I’m probably one of the ten highest paid people in the agency. It would cause tremendous hard feelings if, say, I work with a man who’s paid less. If a remark is made at a bar—“You make so much money, you could buy and sell me”—I toss it off, right? He’s trying to find out. He can’t equate me as a rival. They wonder where to put me, they wonder what my salary is.
Buy and sell me—yeah, there are a lot of phrases that show the reversal of roles. What comes to mind is swearing at a meeting. New clients are often very uptight. They feel they can’t make any innuendoes that might be suggestive. They don’t know how to treat me. They don’t know whether to acknowledge me as a woman or as another neuter person who’s doing a job for them.
The first time, they don’t look at me. At the first three meetings of this one client, if I would ask a direction question, they would answer and look at my boss or another man in the room. Even around the conference table. I don’t attempt to be—the glasses, the bun, and totally asexual. That isn’t the way I am. It’s obvious that I’m a woman and enjoy being a woman. I’m not overly provocative either. It’s the thin, good nigger line that I have to toe.
I’ve developed a sixth sense about this. If a client will say, “Are you married?” I will often say yes, because that’s the easiest way to deal with him if he needs that category for me. If it’s more acceptable to him to have a young, attractive married woman in a business position comparable to his, terrific. It doesn’t bother me. It makes me safer. He’ll never be challenged. He can say, “She’d be sensational. I’d love to get her. I could show her what a real man is, but she’s married.” It’s a way out for him.
Or there’s the mistress thing: well, she’s sleeping with the boss. That’s acceptable to them. Or she’s a frustrated, compulsive castrator. That’s a category. Or lesbian. If I had short hair, wore suits, and talked in a gruff voice, that would be more acceptable than I am. It’s when I transcend their labels, they don’t quite know what to do. If someone wants a quick label and says, “I’ll bet you’re a big women’s libber, aren’t you?” I say, “Yeah, yeah.” They have to place me.
I travel a lot. That’s what gets very funny. We had a meeting in Montreal. It was one of those bride’s magazines, honeymoon-type resorts, with heart-shaped beds and the heated pool. I was there for three days with nine men. All day long we were enclosed in this conference room. The agency account man went with me. I was to talk about the new products, using slides and movies. There were about sixty men in the conference room. I had to leave in such a hurry, I still had my gaucho pants and boots on.
The presentation went on for an hour and a half. There was tittering and giggling for about forty minutes. Then you’d hear the shift in the audience. They got interested in what I was saying. Afterwards they had lunch sent up. Some of them never did talk to me. Others were interested in my life. They would say things like, “Have you read
The Sensuous Woman?
” (Laughs.) They didn’t really want to know. If they were even more obvious, they probably would have said, “Say, did you hear the one about the farmer’s daughter?” I’d have replied, “Of course, I’m one myself.”

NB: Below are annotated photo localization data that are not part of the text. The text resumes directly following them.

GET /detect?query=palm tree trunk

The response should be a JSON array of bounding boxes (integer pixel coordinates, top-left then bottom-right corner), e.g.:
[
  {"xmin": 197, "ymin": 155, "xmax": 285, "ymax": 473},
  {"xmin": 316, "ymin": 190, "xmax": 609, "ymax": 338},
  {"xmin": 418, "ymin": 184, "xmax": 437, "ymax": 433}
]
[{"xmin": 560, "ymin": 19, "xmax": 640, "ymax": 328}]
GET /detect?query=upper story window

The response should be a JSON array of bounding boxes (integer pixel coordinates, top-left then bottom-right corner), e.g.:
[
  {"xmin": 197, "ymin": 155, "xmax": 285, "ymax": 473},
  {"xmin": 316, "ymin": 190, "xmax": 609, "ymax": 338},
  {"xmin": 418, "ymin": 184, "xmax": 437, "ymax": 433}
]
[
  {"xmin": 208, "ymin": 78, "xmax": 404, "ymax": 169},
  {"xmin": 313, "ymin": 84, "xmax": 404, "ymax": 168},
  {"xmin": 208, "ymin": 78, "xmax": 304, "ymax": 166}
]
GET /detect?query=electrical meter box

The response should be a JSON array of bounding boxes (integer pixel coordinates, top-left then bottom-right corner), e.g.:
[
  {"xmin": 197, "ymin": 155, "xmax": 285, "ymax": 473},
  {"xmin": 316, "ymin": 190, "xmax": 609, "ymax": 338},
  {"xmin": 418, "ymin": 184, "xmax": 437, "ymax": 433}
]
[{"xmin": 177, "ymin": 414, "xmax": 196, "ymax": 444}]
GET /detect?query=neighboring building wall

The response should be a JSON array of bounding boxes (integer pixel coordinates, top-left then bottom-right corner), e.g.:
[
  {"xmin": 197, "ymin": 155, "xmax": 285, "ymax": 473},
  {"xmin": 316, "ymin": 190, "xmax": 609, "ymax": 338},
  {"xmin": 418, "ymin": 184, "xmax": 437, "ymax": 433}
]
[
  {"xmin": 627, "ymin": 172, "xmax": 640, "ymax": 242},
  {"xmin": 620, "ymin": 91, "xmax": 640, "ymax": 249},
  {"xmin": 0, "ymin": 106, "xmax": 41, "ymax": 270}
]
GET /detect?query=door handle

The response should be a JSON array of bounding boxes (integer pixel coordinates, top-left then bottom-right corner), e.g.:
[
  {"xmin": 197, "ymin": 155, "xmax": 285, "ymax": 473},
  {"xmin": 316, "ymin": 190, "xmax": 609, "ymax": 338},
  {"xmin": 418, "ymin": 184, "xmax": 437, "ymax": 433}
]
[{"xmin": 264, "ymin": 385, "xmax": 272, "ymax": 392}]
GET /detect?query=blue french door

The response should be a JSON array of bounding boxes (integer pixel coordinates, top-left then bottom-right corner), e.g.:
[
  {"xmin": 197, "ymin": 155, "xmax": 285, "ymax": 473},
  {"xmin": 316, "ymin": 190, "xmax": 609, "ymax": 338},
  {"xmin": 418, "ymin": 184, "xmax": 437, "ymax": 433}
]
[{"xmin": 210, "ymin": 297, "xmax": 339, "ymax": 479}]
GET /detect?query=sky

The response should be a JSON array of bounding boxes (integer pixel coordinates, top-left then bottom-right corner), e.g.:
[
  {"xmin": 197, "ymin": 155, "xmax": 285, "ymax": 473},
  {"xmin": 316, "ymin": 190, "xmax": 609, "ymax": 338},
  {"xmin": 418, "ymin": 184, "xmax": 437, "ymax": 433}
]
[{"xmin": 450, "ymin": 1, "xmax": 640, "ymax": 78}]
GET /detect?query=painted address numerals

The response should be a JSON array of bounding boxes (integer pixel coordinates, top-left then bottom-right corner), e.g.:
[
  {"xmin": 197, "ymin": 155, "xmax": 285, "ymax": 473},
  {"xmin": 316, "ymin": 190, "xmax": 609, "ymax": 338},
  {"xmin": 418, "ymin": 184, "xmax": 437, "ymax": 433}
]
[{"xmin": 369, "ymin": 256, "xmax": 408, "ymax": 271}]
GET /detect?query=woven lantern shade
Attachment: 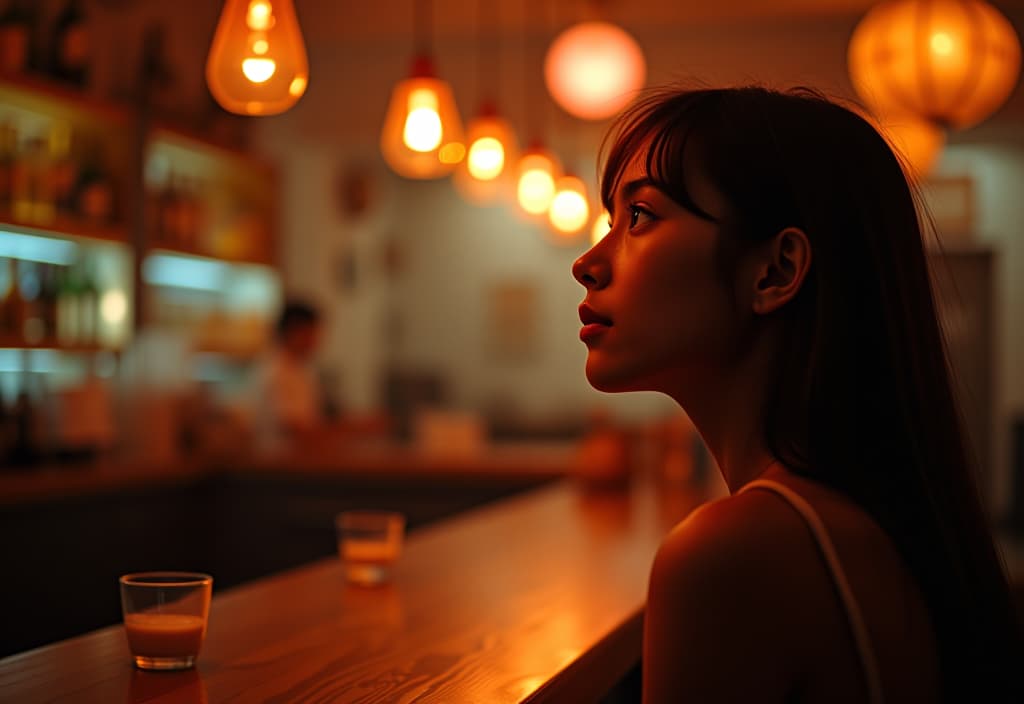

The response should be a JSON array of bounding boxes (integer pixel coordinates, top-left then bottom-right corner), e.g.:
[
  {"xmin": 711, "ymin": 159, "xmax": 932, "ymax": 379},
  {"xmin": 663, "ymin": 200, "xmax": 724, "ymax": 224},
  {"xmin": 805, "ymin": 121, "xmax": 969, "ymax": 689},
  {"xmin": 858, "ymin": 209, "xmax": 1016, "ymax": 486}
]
[{"xmin": 849, "ymin": 0, "xmax": 1021, "ymax": 130}]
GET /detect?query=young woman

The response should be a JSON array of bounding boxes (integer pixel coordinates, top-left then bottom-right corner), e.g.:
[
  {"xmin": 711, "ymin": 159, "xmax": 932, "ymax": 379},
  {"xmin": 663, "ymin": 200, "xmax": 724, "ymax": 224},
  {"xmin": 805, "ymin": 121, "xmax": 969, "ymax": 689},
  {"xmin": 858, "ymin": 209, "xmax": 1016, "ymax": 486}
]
[{"xmin": 572, "ymin": 87, "xmax": 1021, "ymax": 703}]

The night before, there was a rehearsal. Afterwards the account man suggested we go back to the hotel, have a nightcap, and get to bed early. It was a 9:00 A.M. meeting. We were sitting at the bar and he said, “Of course, you’ll be staying in my room.” I said, “What? I have a room.” He said, “I just assumed. You’re here and I’m here and we’re both grown up.” I said, “You assumed? You never even asked me whether I wanted to.” My feelings obviously meant nothing to him. Apparently it was what you
did
if you’re out of town and the woman is anything but a harelip and you’re ready to go. His assumption was incredible.
We used to joke about him in the office. We’d call him Mr. Straight, because he was Mr. Straight. Very short hair, never grew sideburns, never wore wide ties, never, never swore, never would pick up an innuendo, super-super-conservative. No one would know, you see?

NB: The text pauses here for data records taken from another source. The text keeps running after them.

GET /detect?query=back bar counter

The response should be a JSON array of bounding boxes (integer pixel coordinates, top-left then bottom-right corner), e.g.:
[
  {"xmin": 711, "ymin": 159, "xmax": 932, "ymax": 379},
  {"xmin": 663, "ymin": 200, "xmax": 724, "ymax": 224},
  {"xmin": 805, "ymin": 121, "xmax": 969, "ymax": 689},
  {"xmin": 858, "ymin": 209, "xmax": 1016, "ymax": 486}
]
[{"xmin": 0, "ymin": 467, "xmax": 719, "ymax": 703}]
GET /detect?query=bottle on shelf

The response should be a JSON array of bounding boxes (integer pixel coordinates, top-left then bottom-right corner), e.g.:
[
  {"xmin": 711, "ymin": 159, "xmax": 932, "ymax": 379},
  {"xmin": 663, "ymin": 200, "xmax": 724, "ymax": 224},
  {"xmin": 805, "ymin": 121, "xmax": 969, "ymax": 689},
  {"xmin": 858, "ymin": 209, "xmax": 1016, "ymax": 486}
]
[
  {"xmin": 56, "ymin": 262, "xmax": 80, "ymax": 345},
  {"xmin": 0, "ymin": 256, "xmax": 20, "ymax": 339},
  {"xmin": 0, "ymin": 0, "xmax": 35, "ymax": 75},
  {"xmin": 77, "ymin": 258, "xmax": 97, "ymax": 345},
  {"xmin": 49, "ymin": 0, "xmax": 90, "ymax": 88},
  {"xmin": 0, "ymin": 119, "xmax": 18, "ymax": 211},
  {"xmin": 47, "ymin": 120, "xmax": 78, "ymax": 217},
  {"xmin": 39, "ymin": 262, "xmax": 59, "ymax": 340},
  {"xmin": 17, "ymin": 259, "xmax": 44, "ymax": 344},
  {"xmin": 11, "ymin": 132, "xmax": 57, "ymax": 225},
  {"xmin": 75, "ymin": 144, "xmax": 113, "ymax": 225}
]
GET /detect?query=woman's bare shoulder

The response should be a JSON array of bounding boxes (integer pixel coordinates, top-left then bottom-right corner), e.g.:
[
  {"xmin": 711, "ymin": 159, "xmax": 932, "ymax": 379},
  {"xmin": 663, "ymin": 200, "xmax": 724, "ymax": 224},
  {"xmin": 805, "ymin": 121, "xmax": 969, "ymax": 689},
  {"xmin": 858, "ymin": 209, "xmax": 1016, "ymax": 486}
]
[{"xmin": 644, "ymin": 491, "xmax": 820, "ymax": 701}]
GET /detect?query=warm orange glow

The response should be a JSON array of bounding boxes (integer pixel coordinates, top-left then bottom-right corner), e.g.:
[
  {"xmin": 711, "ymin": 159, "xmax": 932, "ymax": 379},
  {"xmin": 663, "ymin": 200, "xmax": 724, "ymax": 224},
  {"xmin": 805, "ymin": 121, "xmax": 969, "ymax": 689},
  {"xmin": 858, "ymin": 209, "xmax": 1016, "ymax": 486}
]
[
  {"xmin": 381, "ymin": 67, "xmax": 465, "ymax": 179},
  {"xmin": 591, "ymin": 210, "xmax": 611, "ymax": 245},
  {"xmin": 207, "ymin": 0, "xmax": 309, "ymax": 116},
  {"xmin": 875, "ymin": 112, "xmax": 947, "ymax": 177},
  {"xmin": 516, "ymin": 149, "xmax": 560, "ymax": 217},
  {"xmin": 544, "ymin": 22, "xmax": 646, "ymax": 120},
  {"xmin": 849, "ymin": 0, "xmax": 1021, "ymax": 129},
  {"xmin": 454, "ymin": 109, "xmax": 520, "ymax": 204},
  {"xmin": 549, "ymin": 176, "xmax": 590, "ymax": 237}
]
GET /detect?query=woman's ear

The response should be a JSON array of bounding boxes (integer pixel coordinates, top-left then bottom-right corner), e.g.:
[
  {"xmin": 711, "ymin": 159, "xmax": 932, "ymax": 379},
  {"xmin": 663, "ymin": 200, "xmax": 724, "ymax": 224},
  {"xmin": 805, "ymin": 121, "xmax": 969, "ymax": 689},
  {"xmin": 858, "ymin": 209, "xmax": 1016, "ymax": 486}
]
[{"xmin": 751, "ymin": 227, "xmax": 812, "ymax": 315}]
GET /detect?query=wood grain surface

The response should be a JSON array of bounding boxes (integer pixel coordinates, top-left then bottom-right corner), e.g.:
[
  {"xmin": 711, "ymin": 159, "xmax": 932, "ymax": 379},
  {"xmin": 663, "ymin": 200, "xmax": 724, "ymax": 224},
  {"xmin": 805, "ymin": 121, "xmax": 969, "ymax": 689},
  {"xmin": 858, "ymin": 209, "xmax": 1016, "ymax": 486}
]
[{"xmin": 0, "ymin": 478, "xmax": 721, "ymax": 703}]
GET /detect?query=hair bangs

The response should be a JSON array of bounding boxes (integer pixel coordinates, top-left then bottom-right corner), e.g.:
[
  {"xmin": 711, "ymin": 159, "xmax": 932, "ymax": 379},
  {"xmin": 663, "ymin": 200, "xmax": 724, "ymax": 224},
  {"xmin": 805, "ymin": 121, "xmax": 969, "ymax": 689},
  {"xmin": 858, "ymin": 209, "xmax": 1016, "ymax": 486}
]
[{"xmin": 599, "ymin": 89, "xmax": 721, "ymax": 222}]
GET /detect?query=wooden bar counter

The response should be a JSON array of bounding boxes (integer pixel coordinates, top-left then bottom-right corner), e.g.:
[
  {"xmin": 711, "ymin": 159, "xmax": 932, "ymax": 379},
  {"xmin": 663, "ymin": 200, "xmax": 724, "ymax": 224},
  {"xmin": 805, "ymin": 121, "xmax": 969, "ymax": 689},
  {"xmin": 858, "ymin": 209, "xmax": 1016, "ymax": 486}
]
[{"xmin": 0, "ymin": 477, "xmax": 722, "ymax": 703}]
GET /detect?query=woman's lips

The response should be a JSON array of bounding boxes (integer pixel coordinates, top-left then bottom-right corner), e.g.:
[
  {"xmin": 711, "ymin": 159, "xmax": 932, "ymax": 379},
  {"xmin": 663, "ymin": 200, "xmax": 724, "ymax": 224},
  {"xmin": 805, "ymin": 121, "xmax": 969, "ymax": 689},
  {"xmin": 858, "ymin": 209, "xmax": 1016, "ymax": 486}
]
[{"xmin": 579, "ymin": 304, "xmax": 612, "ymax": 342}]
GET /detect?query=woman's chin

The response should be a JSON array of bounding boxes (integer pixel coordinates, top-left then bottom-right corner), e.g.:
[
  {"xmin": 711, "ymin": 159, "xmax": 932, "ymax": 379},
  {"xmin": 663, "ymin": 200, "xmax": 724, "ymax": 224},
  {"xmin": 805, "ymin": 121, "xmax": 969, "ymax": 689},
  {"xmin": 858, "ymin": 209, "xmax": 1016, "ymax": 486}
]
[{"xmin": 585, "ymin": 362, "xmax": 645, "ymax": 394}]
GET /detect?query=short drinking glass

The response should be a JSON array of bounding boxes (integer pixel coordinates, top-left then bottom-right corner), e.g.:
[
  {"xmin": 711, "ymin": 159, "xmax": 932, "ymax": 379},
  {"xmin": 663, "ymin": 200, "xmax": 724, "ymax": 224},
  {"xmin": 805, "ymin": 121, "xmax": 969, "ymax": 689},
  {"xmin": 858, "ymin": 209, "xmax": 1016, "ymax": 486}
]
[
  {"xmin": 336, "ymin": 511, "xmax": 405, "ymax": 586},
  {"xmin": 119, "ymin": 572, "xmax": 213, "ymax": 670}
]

Mr. Straight is a man who’d never invite me to have a drink after work. He would never invite me to lunch alone. Would never, never make an overture to me. It was simply the fact that we were out of town and who would know? That poor son of a bitch had no notion what he was doing to my ego. I didn’t want to destroy his. We had to work together the next day and continue to work together.
The excuse I gave is one I use many times. “Once when I was much younger and innocent, I slept with an account man. The guy turned out to be a bastard. I got a big reputation and he made my life miserable because he had a loose mouth. And even though you’re a terrifically nice guy and I’d like to sleep with you, I feel I can’t. It’s my policy. I’m older and wiser now. I don’t do it. You have to understand that.” It worked. I could never say to him, “You don’t even understand how you insulted me.”
It’s the always-having-to-please conditioning. I don’t want to make any enemies. Only of late, because I’m getting more secure and I’m valued by the agency, am I able to get mad at men and say, “Fuck off!” But still I have to keep egos unruffled, smooth things over . . . I still work with him and he never mentioned it again.
He’ll occasionally touch my arm or catch my eye: We’re really sympatico, aren’t we baby? There may be twelve men and me sitting at a meeting and they can’t call on one of the girls or the receptionist, he’d say, “Let’s have some coffee, Barbara. Make mine black.” I’m the waitress. I go do it because it’s easier than to protest. If he’d known my salary is more than his I doubt that he’d have acted that way in Denver—or here.
Part of the resentment toward me and my salary is that I don’t have a mortgage on a home in the Valley and three kids who have to go to private schools and a wife who spends at Saks, and you never know when you’re going to lose your job in this business. Say, we’re having a convivial drink among peers and we start grousing. I’m not allowed to grouse with the best of them. They say, “Oh, you? What do you need money for? You’re a single woman. You’ve got the world by the balls.” I hear that all the time.
If I’m being paid a lot of attention to, say by someone to whom I’m attracted, and we’ve done a job and we’re in New York together for a week’s stretch, we’re in the same hotel, suppose I want to sleep with him? Why not? Here’s my great double standard. You never hear it said about a man in my capacity—“He sleeps around.” It would only be to his glory. It’s expected, if he’s there with a model, starlet, or secretary. In my case, I constantly worry about that. If I want to, I must be very careful. That’s what I’m railing against.
This last shoot, it was an exasperating shot. It took hours. We were there all day. It was exhausting, frustrating. Between takes, the camera man, a darling man, would come back to where I was standing and put his arms around me. I didn’t think anything of it. We’re hardly fucking on the set. It was his way of relaxing. I heard a comment later that night from the director: “You ought to watch your behavior on the set with the camera man.” I said, “
Me
watch it? Fuck that! Let
him
watch it.” He was hired by me. I could fire him if I didn’t like him. Why
me
, you see? I have to watch.
Clients. I get calls in my hotel room: “I want to discuss something about production today that didn’t go right.” I know what that means. I try to fend it off. I’m on this tightrope. I don’t want to get into a drunken scene ever with a client and to literally shove him away. That’s not going to do me any good. The only smart thing I can do is avoid that sort of scene. The way I avoid it is by suggesting an early morning breakfast meeting. I always have to make excuses: “I drank too much and my stomach is really upset, so I couldn’t do it right now. We’ll do it in the morning.” Sometimes I’d like to say, “Fuck off, I know what you want.”